Created comprehensive FORSETI_AGENT.md with a 7-step procedure to add new features:

  1. Define prompt in app/prompts/local/forseti.py
  2. Create result model in app/agents/forseti/models.py
  3. Implement feature class in app/agents/forseti/features/
  4. Register in features/__init__.py and agent.py
  5. Add to forseti_charter.json for Opik sync
  6. Write tests
  7. Optimize with Opik (optional)

4. Batch Validation as Experiments

We decided not to make batch validation a feature class. Instead, it's handled as Opik experiments — allowing us to:

  • Track metrics across validation runs
  • Compare performance over time
  • A/B test different prompt versions on the same dataset

File Structure

app/prompts/
├── __init__.py # Exports: get_registry, CATEGORIES
├── registry.py # PromptRegistry with chat format support
├── constants.py # CATEGORIES, CATEGORY_DESCRIPTIONS
├── opik_sync.py # CLI: python -m app.prompts.opik_sync
├── optimizer.py # Prompt optimization with opik-optimizer
└── local/
├── forseti_charter.json # Opik-synced prompts (chat format)
├── forseti.py # Python prompts (fallback)
└── autocontrib.py # Auto-contribution prompts

Syncing Prompts to Opik

One command syncs all Forseti prompts:

python -m app.prompts.opik_sync --prefix forseti.

# Output:
# ✅ forseti.persona (commit: f73d1f4a)
# ✅ forseti.charter_validation (commit: 4b187053)
# ✅ forseti.category_classification (commit: efd48155)
# ✅ forseti.wording_correction (commit: f2bbedd1)
# ✅ forseti.batch_validation (commit: 0e097ebb)

Why This Matters

Independent Optimization

Now we can optimize each feature separately:

from app.prompts import optimize_forseti_charter

# Optimize just category classification
result = optimize_forseti_charter(
dataset_name="forseti-category-training",
optimizer_type="meta_prompt",
)

Version Tracking

Every prompt change is tracked in Opik with a commit hash.
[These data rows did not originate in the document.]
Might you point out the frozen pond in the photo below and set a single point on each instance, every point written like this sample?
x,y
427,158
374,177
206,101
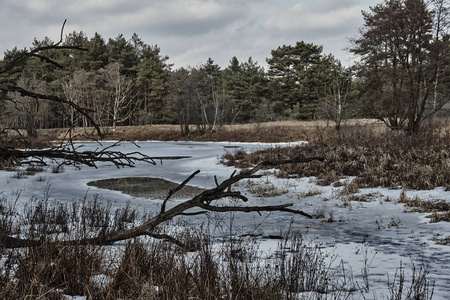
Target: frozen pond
x,y
377,231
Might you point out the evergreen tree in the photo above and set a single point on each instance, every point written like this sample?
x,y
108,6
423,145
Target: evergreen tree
x,y
293,82
152,81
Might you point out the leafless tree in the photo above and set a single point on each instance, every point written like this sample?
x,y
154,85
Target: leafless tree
x,y
121,103
207,201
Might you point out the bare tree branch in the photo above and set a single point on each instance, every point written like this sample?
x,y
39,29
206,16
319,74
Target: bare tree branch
x,y
201,201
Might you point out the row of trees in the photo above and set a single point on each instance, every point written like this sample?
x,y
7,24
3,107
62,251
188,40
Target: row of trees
x,y
401,79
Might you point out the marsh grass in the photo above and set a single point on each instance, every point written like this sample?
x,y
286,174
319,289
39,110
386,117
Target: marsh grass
x,y
143,268
439,209
374,155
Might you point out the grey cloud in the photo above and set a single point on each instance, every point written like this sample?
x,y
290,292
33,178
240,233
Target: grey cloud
x,y
189,31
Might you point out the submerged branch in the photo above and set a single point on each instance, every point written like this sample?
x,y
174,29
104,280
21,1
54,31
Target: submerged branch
x,y
201,201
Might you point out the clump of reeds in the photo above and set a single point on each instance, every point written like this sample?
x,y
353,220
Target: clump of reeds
x,y
376,157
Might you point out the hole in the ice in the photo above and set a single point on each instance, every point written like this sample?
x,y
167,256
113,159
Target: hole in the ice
x,y
146,187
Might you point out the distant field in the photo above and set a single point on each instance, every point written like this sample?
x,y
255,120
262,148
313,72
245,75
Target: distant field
x,y
281,131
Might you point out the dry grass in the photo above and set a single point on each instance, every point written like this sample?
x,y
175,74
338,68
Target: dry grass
x,y
374,155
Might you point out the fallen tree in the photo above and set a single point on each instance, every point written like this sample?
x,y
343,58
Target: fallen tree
x,y
203,202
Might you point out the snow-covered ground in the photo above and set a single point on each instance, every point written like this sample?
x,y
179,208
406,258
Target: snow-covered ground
x,y
377,233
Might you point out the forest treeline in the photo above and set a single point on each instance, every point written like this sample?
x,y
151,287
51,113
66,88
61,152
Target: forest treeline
x,y
401,78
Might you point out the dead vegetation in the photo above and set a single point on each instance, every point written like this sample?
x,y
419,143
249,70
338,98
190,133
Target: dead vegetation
x,y
375,156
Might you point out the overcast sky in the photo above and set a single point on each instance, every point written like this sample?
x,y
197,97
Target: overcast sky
x,y
190,31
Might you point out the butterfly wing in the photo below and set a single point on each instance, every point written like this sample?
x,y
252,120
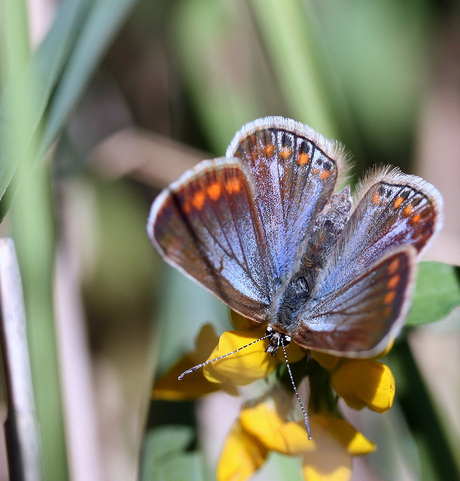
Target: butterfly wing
x,y
360,319
205,225
393,209
293,171
235,224
358,303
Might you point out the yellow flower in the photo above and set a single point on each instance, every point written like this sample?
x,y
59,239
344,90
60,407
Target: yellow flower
x,y
249,364
360,382
328,456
We can:

  • Roll back to previous versions
  • Compare performance across versions
  • Link experiments to specific prompt commits

Vaettir MCP Integration (Future)

With prompts centralized, we're ready for Phase 3:

  • Share prompts between Python app and N8N workflows
  • Access via MCP tools: get_prompt("forseti.charter_validation")
  • Single source of truth across all integrations

What's Next

Phase 4: Update ForsetiAgent to use registry.get_messages() for all LLM calls, enabling:

  • Automatic prompt versioning in traces
  • Chat format for better model performance
  • Seamless fallback if Opik is unavailable

Summary

MetricBeforeAfter
Prompt locations3+ files1 registry
Opik prompts synced2 (with typo)5 (correct naming)
Feature documentationNone7-step procedure
Tests17 passing17 passing

Branch: experiment/heavy_dowel_6216

Key files:

  • app/prompts/local/forseti_charter.json — Chat format prompts
  • app/prompts/registry.py — Unified prompt access
  • docs/docs/app/FORSETI_AGENT.md — Feature documentation
  • docs/docs/app/core/prompts.md — Architecture overview

Modular prompts, independent optimization, clean architecture.